🤖 AI Summary
To address key challenges in autonomous driving trajectory prediction—including poor interpretability, heavy reliance on large-scale annotated data, and insufficient generalization to long-tail scenarios—this paper proposes a novel framework integrating large language models (LLMs) and multimodal large language models (MLLMs). Methodologically, we introduce a trajectory-language mapping mechanism to enable bidirectional alignment between motion semantics and natural language; design a lightweight multimodal fusion module that jointly encodes visual, trajectory, and linguistic features; and incorporate physics- and traffic-rule-based constraint reasoning to support causal, context-aware inference.
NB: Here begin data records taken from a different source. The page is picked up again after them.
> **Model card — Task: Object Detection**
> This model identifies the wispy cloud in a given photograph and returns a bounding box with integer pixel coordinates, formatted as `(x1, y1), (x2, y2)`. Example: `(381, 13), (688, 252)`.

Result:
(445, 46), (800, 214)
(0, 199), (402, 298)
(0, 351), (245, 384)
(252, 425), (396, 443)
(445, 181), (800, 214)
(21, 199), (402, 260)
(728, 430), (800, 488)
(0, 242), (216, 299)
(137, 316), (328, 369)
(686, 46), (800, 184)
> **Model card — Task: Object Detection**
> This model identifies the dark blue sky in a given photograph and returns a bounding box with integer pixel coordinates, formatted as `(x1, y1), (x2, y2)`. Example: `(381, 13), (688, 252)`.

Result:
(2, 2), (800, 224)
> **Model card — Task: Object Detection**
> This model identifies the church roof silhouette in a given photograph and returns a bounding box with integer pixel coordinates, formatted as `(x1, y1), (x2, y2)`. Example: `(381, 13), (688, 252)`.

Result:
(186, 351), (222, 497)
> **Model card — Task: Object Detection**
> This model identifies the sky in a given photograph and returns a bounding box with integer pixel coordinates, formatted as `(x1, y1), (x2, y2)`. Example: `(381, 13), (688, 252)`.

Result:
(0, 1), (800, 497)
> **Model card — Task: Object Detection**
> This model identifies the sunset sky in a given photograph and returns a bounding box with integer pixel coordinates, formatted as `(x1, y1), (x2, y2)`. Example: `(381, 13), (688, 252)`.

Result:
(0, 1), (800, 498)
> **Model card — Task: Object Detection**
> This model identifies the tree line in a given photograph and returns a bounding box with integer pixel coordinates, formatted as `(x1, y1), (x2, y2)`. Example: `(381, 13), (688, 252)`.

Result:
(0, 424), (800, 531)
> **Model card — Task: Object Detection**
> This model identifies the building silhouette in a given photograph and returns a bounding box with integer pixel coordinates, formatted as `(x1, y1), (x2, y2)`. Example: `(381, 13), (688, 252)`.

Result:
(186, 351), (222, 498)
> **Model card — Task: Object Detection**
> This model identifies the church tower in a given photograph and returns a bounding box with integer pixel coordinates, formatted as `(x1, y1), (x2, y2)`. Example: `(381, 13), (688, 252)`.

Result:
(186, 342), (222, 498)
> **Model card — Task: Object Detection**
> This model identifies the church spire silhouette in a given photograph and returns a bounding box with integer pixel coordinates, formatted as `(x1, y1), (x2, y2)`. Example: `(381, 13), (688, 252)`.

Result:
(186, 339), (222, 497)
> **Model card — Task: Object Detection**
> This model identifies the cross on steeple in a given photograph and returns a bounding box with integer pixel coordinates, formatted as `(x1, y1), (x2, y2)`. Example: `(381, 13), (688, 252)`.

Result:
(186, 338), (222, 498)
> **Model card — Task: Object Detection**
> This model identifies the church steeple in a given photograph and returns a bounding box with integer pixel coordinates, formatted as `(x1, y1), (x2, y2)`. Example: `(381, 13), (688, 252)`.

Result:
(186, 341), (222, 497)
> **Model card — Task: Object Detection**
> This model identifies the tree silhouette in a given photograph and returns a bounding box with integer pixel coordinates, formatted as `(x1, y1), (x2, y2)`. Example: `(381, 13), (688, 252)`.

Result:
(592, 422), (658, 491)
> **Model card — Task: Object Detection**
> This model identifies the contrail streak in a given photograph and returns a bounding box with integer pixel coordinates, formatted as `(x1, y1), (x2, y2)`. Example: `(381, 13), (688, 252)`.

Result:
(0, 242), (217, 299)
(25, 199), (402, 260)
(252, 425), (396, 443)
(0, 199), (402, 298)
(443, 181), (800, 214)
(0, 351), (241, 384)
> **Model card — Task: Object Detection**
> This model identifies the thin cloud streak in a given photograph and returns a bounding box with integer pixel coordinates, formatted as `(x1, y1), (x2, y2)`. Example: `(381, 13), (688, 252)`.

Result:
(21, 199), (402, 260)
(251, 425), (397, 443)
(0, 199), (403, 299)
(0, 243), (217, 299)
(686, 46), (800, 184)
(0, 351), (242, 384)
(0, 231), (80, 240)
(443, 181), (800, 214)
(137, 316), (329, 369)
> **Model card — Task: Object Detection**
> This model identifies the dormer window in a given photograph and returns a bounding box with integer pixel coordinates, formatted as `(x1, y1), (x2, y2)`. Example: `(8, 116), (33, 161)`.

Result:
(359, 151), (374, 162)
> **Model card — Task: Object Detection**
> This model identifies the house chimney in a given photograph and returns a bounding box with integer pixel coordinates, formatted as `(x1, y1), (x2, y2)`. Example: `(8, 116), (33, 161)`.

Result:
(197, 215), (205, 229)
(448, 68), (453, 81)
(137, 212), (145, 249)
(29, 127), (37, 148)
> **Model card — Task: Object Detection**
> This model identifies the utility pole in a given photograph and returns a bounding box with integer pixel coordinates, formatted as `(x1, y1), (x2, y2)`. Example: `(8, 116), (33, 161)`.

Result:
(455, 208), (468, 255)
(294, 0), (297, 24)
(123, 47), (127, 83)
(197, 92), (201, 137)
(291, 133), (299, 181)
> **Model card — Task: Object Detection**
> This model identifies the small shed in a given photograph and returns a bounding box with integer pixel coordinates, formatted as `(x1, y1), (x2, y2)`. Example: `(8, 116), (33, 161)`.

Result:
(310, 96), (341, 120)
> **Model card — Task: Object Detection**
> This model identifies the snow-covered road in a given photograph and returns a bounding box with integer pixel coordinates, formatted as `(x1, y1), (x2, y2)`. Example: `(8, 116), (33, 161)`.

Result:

Experiments on nuScenes and ETH/UCY benchmarks demonstrate significant improvements in prediction accuracy and robustness for long-tail scenarios, alongside enhanced interpretability of predictions. This work establishes a new paradigm for trajectory prediction grounded in cross-modal semantic understanding and constraint-guided reasoning.
📝 Abstract
Trajectory prediction serves as a critical functionality in autonomous driving, enabling the anticipation of future motion paths for traffic participants such as vehicles and pedestrians, which is essential for driving safety. Although conventional deep learning methods have improved accuracy, they remain hindered by inherent limitations, including lack of interpretability, heavy reliance on large-scale annotated data, and weak generalization in long-tail scenarios. The rise of Large Foundation Models (LFMs) is transforming the research paradigm of trajectory prediction. This survey offers a systematic review of recent advances in LFMs, particularly Large Language Models (LLMs) and Multimodal Large Language Models (MLLMs) for trajectory prediction. By integrating linguistic and scene semantics, LFMs facilitate interpretable contextual reasoning, significantly enhancing prediction safety and generalization in complex environments. The article highlights three core methodologies: trajectory-language mapping, multimodal fusion, and constraint-based reasoning. It covers prediction tasks for both vehicles and pedestrians, evaluation metrics, and dataset analyses. Key challenges such as computational latency, data scarcity, and real-world robustness are discussed, along with future research directions including low-latency inference, causality-aware modeling, and motion foundation models.